One important finding of our study is that the CRP level remained unchanged in the majority of patients retested after adjustment for age, sex, BMI, and FEV1
% predicted. This finding is in agreement with a recent report23
that included 379 patients who provided paired blood samples for CRP analysis with a mean time between samples of 12 years and a within person correlation of 0.59 (95% CI 0.52 to 0.66). Similar correlations have also been reported in other studies of normal subjects,27
and we have now reported it in patients with COPD.
There was no association between selected pulmonary function test measurements (FEV1, Tlco) and CRP levels in COPD patients. A probable explanation is that our study was limited to patients with moderate to severe disease in whom the narrow range of these parameters probably failed to show any association. However, we found an association between the CRP level and the BMI and 6MWT that may prove clinically important. These clinical parameters probably reflect the systemic effects of COPD, and the CRP level is a measure of the systemic inflammation observed in patients with COPD.

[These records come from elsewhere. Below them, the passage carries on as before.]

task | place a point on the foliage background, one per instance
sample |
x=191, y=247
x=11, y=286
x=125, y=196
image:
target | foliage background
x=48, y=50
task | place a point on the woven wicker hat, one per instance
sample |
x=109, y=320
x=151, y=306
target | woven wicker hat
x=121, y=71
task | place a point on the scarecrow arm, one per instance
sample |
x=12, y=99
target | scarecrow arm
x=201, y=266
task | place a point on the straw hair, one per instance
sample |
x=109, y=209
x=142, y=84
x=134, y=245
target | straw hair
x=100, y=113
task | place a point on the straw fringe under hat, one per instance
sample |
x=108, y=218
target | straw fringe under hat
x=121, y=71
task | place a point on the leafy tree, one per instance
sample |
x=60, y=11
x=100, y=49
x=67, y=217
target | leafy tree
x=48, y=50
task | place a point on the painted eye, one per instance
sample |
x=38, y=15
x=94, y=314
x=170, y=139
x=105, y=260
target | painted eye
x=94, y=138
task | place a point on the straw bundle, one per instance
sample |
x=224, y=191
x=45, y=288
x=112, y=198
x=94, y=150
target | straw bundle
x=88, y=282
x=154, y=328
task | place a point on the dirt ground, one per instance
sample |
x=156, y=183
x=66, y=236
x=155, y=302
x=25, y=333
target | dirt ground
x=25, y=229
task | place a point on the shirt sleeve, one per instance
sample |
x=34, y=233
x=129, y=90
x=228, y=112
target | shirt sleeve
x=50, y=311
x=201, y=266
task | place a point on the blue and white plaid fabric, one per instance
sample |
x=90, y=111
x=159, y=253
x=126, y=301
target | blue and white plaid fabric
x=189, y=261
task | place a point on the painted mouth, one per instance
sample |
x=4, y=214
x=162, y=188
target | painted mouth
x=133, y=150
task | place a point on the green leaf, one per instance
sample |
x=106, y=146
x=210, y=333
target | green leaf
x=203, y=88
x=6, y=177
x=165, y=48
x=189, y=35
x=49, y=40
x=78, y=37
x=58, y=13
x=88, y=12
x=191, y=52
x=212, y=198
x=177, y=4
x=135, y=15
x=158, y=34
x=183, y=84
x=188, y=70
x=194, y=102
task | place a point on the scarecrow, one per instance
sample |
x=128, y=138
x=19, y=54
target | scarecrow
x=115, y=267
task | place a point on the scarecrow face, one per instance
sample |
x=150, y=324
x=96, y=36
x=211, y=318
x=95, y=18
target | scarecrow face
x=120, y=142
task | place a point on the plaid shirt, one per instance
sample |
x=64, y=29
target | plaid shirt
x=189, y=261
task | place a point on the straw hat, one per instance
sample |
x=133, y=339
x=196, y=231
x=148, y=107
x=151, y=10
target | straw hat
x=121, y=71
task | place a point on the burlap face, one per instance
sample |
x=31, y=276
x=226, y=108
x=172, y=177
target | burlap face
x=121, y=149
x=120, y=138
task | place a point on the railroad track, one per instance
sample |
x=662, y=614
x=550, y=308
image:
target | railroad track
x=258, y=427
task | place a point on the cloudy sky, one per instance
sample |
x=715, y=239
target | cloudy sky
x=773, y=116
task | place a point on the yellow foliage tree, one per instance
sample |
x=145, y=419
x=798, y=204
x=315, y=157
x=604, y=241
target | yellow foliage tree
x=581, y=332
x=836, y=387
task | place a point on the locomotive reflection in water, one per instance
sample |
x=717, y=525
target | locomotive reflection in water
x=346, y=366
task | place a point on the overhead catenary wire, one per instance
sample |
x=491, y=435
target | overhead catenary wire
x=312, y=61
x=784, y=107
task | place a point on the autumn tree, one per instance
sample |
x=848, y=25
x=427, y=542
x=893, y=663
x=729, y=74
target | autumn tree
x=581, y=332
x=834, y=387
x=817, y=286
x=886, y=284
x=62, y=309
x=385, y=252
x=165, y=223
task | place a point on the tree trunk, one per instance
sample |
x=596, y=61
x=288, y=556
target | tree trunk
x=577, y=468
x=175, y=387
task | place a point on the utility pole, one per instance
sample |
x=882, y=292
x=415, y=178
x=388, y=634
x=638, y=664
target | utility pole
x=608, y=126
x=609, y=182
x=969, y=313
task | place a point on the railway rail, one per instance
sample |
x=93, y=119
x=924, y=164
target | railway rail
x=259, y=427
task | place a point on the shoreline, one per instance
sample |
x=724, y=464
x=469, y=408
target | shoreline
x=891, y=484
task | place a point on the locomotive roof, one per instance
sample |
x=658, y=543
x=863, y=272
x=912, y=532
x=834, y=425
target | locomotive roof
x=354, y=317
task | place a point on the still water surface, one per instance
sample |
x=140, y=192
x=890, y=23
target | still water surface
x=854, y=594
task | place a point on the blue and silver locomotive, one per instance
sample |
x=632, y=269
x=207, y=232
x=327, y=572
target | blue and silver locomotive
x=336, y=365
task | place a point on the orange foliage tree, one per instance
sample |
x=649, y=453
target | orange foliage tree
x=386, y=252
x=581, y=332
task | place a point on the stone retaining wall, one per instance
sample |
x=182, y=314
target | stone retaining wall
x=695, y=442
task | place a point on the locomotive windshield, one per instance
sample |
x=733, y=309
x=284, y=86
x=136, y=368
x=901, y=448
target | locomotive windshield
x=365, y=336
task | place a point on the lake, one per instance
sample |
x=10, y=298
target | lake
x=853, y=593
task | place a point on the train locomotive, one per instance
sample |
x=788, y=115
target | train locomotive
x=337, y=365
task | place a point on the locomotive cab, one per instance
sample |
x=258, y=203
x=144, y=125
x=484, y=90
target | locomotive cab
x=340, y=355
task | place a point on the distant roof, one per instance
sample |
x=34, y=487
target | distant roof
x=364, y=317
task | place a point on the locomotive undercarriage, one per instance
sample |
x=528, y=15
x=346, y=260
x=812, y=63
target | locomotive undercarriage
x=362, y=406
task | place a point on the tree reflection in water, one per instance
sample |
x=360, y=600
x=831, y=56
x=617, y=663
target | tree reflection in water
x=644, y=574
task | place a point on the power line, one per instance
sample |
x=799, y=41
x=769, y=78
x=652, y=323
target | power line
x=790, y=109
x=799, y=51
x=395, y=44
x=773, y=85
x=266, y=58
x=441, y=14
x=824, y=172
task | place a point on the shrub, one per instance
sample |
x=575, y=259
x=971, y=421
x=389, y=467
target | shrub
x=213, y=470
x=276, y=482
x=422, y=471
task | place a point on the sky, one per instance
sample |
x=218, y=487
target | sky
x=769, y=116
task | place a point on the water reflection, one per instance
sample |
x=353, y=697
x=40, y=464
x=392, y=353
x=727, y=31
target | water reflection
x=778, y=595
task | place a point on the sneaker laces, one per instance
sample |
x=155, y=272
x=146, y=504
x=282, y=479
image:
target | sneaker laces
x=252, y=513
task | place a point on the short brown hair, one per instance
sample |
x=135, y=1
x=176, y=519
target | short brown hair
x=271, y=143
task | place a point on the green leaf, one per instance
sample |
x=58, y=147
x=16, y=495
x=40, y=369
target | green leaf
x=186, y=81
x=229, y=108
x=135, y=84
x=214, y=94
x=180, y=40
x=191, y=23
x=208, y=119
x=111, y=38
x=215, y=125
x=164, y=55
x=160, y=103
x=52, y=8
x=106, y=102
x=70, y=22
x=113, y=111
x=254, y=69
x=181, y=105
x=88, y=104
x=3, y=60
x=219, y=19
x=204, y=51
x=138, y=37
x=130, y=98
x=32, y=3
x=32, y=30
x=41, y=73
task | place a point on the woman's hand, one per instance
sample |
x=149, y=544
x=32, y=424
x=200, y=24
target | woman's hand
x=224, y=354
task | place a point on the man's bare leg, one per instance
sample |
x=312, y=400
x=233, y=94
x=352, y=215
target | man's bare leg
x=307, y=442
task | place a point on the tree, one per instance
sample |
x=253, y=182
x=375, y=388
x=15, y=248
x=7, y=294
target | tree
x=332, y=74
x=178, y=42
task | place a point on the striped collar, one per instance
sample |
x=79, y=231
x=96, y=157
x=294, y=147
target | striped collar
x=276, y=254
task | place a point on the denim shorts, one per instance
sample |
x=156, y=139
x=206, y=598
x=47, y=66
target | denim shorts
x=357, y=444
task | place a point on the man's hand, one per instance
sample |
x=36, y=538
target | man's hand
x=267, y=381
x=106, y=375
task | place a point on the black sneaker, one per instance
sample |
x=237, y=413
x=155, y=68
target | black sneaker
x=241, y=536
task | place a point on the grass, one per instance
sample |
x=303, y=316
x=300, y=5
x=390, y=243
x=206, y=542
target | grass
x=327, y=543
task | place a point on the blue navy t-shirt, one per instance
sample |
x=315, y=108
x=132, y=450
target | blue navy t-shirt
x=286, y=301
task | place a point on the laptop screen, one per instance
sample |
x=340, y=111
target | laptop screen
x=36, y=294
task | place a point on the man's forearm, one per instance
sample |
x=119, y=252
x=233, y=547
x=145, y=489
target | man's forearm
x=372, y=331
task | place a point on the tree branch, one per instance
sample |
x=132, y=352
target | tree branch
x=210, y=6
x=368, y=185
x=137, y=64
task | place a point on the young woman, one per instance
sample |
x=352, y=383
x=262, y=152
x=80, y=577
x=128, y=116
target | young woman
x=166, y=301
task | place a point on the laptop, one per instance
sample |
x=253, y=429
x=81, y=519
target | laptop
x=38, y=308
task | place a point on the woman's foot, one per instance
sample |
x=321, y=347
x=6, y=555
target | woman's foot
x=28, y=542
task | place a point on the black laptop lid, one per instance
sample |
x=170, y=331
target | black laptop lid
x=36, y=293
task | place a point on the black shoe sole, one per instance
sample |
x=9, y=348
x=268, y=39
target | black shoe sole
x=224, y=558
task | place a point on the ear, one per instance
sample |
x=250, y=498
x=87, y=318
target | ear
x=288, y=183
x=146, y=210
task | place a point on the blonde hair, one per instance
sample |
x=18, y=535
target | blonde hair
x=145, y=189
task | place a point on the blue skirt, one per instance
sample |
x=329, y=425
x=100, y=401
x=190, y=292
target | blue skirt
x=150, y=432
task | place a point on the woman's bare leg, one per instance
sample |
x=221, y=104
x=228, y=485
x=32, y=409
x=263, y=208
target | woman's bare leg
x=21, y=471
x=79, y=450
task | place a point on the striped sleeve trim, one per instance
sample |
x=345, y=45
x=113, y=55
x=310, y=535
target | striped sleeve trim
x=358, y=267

Our study has some limitations. The patients with COPD included in the cohort were selected and therefore excluded patients in the community with milder forms of the disease. There were patients with known IHD in the COPD and control groups, but there was no difference in the mean CRP level when these patients were excluded. We carefully sought to exclude clinically important IHD, the biggest confounder of the studies published to date. The patients studied underwent a complete medical interview, a physical examination, and a cardiopulmonary exercise test with ECG monitoring to rule out possible unstable IHD and those with “silent” or subclinical IHD. However, the sensitivity and specificity of the exercise test in asymptomatic patients is unknown and may never be known because a coronary angiography, the “gold standard” for diagnosing coronary artery disease, is not indicated in asymptomatic patients.28
Patients with a recent acute exacerbation of COPD, arthritis, clinical evidence of acute or chronic infection, or other chronic inflammatory process were also excluded from the analysis. Our findings are in agreement with the larger epidemiological studies and serve to complement them. Finally, even though a large proportion of patients with COPD die from cardiac causes,13
many will die from COPD.5
To state simply that concomitant heart disease is the reason for the increased CRP levels in patients with COPD may not fully explain the findings reported here and may underestimate its importance as an independent biomarker of COPD.
In conclusion, we have confirmed that CRP levels are significantly raised in patients with COPD and this increase is not related to smoking per se or to concomitant clinical or subclinical IHD. The CRP level remains stable over time in normal individuals and in patients with COPD, and was lower in patients treated with ICS.